In the current issue of the London Review of Books, Fredric Jameson reviews Time Travel: The Popular Philosophy of Narrative by David Wittenberg, which he calls “a stimulating contribution to literary theory.” In the course of evaluating the book, Jameson shares his own hypothesis about why science fiction emerged as a literary genre in the late nineteenth century. Here’s an excerpt:
It is probably not immediately obvious what interest a new theoretical study of science fiction holds for the mainstream adepts of literary theory; and no doubt it is just as perplexing to SF scholars, for whom this particular subgenre of the subgenre, the time-travel narrative, is as exceptional among and uncharacteristic of their major texts as SF itself is with regard to official Literature. To be sure, so-called alternative or counterfactual histories have gained popularity and a certain respectability; my personal favourite is Terry Bisson’s Fire on the Mountain, in which John Brown’s raid succeeds and a black socialist republic emerges in the South, as prosperous and superior in relation to its shrunken rust-belt northern neighbour as West Germany was to the East in the old days. And there remains the lingering mystery of what would have happened had the time traveller not stepped on the butterfly: this is from Ray Bradbury’s immortal ‘Sound of Thunder’, but the idea is adaptable to any number of wistful daydreams – had Lincoln not been assassinated, or Bobby Kennedy – or more sombre fantasies, like Philip K. Dick’s Man in the High Castle, in which Germany and Japan win the Second World War and divide the US between them. But these historical variants are not genuine time-travel narratives on the order of H.G. Wells’s Time Machine (1895), which inaugurates the standard narrative of the history of science fiction, to the detriment of Jules Verne or that other increasingly popular recent candidate, Mary Shelley’s Frankenstein (1818).

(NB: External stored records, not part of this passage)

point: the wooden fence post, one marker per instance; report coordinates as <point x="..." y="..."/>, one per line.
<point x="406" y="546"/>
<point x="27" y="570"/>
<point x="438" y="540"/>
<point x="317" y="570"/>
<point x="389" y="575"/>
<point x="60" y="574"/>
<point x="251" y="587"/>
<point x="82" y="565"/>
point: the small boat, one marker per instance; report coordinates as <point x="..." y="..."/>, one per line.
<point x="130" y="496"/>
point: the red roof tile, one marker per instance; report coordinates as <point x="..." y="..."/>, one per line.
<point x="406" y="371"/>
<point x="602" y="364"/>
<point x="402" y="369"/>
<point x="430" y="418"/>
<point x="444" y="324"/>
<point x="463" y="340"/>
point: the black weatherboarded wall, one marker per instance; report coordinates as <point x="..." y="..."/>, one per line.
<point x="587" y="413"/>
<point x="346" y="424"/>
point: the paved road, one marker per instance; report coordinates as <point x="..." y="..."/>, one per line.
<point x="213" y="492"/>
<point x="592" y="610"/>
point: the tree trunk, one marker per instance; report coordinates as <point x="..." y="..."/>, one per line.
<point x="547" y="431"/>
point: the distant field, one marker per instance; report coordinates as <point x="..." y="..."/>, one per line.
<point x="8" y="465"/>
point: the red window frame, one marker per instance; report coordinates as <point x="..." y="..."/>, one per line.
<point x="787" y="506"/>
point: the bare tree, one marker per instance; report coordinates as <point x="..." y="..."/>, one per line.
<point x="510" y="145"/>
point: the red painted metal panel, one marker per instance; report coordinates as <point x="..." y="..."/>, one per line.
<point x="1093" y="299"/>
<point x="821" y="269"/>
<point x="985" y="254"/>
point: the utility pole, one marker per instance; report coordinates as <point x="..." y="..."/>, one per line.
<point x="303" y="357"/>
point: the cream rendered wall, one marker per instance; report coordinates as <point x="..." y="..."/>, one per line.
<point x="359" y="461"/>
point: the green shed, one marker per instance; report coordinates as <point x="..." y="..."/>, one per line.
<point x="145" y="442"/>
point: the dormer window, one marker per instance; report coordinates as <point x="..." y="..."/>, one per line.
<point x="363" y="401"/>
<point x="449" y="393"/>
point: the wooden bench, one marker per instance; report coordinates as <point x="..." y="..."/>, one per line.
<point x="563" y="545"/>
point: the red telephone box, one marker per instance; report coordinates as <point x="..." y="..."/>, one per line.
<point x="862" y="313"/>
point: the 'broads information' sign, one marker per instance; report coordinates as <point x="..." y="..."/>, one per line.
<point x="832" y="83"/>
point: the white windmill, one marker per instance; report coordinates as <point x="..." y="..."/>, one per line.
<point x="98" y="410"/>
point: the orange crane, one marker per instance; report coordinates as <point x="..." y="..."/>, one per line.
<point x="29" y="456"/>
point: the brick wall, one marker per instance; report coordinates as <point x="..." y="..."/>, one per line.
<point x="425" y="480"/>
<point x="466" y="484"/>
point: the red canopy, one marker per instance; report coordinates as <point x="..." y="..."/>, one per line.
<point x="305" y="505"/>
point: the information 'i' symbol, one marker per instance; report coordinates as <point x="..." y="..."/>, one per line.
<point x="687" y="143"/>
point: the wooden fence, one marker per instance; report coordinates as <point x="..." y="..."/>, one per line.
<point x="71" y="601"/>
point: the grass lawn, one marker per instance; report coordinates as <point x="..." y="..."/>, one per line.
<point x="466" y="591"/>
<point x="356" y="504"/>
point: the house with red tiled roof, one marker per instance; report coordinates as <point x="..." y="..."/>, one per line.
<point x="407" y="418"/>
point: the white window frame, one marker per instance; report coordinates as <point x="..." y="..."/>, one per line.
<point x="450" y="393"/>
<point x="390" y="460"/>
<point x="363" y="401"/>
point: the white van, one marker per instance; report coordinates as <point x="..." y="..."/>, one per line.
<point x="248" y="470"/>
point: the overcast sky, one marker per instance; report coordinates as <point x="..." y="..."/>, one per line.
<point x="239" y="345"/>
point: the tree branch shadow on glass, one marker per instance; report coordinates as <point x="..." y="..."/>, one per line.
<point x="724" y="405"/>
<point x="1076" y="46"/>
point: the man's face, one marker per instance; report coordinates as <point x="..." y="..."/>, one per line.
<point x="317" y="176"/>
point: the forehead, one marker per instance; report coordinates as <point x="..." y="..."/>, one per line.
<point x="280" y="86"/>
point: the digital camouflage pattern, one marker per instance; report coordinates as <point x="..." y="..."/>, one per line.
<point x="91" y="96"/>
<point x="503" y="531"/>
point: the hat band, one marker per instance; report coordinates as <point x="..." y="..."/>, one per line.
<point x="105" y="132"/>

But where did the genre come from? My own hypothesis is a very general one: namely, that the late 19th-century invention of SF correlates to Walter Scott’s invention of the modern historical novel in Waverley (1814), marking the emergence of a second – industrial – stage of historical consciousness after that first dawning sense of the historicity of society so rudely awakened by the French Revolution. David Wittenberg does much better than this, but his remarkable hypothesis is only one of the conceptual breakthroughs in this stimulating contribution to literary theory. I will dwell mainly on the three that interest me the most: the relationship of SF to modernism in the arts; the historical periodisation of the genre; and the dramatic challenge to narratology as a field, with implications for the theory of ideology as well as for the analysis of narrative structure itself (of which the time-travel story, with all its ineradicable paradoxes, suddenly becomes the fundamental paradigm). Nor is philosophy itself untouched by the fallout from these dramatic revisions: after all, the phenomenological ego is a temporal matter, and time itself one of its fundamental paradoxes, which neither Husserl nor Heidegger ever laid to rest.